The Skaggs family has a long history of donating to the institute

Skaggs family foundations contributed a lead gift toward a $100 million campaign to establish fellowships for all students of The Scripps Research Institute’s graduate program.

The institute did not disclose the donation amount, only that it’s an eight-figure (at least $10 million) sum.

In recognition, the graduate program will be renamed the Skaggs Graduate School of Chemical and Biological Sciences.

The Skaggs family has a long history of donating to the institute, one of the world's largest independent, nonprofits focusing on research in the biomedical sciences.

Beginning in the 1980s, food and drugstore pioneer L.S. “Sam” Skaggs and his wife, Aline, began making financial gifts to the Institute, including underwriting the construction of The Al+ine W. & L.S. Skaggs Nuclear Magnetic Resonance Spectroscopy Center. In 1996, their commitment of $100 million—at the time, one of the largest gifts ever to higher education—created The Skaggs Institute for Chemical Biology.

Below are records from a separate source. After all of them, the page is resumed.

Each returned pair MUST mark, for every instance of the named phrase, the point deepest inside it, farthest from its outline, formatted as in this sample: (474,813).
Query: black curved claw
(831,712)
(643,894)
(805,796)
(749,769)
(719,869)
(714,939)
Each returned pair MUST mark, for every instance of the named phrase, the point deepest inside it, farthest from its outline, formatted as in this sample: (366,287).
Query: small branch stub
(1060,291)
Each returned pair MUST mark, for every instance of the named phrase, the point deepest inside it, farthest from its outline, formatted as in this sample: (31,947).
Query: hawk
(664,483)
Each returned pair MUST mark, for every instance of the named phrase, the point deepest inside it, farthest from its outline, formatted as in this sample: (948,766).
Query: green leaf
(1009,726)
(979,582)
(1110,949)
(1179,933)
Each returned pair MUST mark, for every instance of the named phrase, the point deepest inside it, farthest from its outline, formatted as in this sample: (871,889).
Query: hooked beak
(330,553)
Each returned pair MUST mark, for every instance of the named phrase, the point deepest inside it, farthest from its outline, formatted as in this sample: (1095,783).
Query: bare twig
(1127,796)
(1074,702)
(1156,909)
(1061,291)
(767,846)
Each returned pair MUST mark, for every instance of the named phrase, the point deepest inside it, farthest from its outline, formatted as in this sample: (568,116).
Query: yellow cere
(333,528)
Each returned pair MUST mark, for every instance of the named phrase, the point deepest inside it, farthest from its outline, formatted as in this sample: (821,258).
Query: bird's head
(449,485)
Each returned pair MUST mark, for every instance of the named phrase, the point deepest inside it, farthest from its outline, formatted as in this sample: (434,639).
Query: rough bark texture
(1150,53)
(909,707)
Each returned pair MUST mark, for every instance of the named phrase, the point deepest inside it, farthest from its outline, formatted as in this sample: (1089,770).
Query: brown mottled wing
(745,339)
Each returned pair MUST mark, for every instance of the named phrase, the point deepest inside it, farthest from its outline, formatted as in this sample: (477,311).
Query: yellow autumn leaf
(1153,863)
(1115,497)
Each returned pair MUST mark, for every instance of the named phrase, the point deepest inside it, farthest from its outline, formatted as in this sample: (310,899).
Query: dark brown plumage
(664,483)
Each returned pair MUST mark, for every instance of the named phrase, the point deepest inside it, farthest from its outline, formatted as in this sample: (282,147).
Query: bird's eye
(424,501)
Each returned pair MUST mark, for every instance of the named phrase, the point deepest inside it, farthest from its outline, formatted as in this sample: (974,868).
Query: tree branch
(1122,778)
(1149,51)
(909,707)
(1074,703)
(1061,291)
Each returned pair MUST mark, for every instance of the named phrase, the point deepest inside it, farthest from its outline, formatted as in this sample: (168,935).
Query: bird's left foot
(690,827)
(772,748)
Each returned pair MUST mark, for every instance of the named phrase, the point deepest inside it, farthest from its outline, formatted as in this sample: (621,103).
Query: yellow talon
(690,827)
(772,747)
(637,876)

Although Sam passed away in 2013, followed by Aline in 2015, their strong philanthropic interest in scientific research and education is maintained by their children. Their son Mark Skaggs has served on the institute’s board and their daughter, Claudia Skaggs Luttrell, currently plays an active role on the board. In addition to her family’s gift to the endowment campaign, Luttrell made a personal donation, as did her adult children, Dallas and Jennifer.